2% tax hike, low income transit pass part of Ottawa draft budget
The City's draft budget was tabled on Wednesday morning, and as expected it keeps property taxes under the promised 2 per cent cap.
Under the draft spending plan for 2017, the average urban residential homeowner will pay $72 more in taxes, while the average rural homeowner would pay $60 more.
While the property tax increase was expected, there were a few surprises in the budget.
Mayor Jim Watson announced the City will create a low-income transit pass, which will cost the City $2.2 million each year.
The "EquiPass" will cost $57 a month, a significant discount from the regular $113.75 monthly pass. However the pass is still more expensive than a pass costing $41.75, which advocates had requested.
"This is what we could afford at this time," says Watson. "If the province brings forward additional funding we could lower that rate at that time."
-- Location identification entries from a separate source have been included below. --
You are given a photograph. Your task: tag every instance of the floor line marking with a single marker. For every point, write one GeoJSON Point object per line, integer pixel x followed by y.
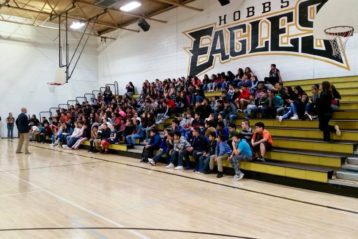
{"type": "Point", "coordinates": [138, 234]}
{"type": "Point", "coordinates": [214, 183]}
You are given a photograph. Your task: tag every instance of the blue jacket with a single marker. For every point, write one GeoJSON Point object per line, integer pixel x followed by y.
{"type": "Point", "coordinates": [224, 132]}
{"type": "Point", "coordinates": [223, 148]}
{"type": "Point", "coordinates": [155, 141]}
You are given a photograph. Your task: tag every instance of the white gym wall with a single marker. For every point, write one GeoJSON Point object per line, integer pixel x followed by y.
{"type": "Point", "coordinates": [29, 59]}
{"type": "Point", "coordinates": [160, 52]}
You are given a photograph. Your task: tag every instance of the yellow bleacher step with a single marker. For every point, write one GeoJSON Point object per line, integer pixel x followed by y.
{"type": "Point", "coordinates": [312, 134]}
{"type": "Point", "coordinates": [284, 171]}
{"type": "Point", "coordinates": [349, 105]}
{"type": "Point", "coordinates": [325, 160]}
{"type": "Point", "coordinates": [302, 124]}
{"type": "Point", "coordinates": [334, 80]}
{"type": "Point", "coordinates": [116, 147]}
{"type": "Point", "coordinates": [311, 145]}
{"type": "Point", "coordinates": [345, 115]}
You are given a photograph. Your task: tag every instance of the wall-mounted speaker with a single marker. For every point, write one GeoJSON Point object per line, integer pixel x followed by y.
{"type": "Point", "coordinates": [224, 2]}
{"type": "Point", "coordinates": [143, 24]}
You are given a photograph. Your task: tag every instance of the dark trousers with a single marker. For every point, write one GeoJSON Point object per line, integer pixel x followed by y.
{"type": "Point", "coordinates": [325, 127]}
{"type": "Point", "coordinates": [196, 155]}
{"type": "Point", "coordinates": [148, 152]}
{"type": "Point", "coordinates": [10, 131]}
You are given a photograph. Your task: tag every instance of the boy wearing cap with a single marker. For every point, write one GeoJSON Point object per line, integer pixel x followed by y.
{"type": "Point", "coordinates": [241, 151]}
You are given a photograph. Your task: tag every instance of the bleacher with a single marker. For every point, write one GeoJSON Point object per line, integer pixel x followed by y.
{"type": "Point", "coordinates": [300, 157]}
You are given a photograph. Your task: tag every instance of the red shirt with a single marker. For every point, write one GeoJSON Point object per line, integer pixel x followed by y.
{"type": "Point", "coordinates": [171, 103]}
{"type": "Point", "coordinates": [245, 94]}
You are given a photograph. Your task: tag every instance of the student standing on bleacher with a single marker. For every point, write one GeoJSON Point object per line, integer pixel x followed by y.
{"type": "Point", "coordinates": [261, 141]}
{"type": "Point", "coordinates": [22, 123]}
{"type": "Point", "coordinates": [153, 145]}
{"type": "Point", "coordinates": [209, 152]}
{"type": "Point", "coordinates": [222, 153]}
{"type": "Point", "coordinates": [325, 112]}
{"type": "Point", "coordinates": [241, 151]}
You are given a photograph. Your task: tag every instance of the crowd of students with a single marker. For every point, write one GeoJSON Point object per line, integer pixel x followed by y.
{"type": "Point", "coordinates": [214, 143]}
{"type": "Point", "coordinates": [203, 128]}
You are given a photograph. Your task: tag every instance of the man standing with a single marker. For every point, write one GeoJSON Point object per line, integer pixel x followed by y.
{"type": "Point", "coordinates": [22, 123]}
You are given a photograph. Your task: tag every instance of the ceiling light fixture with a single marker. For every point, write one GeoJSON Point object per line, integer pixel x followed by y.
{"type": "Point", "coordinates": [130, 6]}
{"type": "Point", "coordinates": [76, 25]}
The draft budget also included a large injection of funding for social service agencies, who have complained they are stretched thin.
Backed by Councillor Diane Deans, social service agencies were asking for $500,000 to meet increasing demands. Instead they were surprised by Wednesday's budget, which proposes a boost of $610,000 in funding.
"I think it is a testament to work by a lot of people over several years ... coming to every committee meeting and saying this is important," says Heather Stecher of Making Voices Count. "Finally they couldn't ignore our voices."
The City manager says this year's job cuts at City Hall helped fund a balanced budget for next year.
It was a black day for nearly 200 city hall employees after two rounds of layoffs in July and October of this year. But those cuts helped put the budget in the black, resulting in $18.4 million dollars in savings.
"We've taken those dollars out of the budget and that's how we were able to meet the target that was set by council," says Ottawa city manager Steve Kanellakos. "And we did better than we thought."
The final budget goes to council Dec. 14.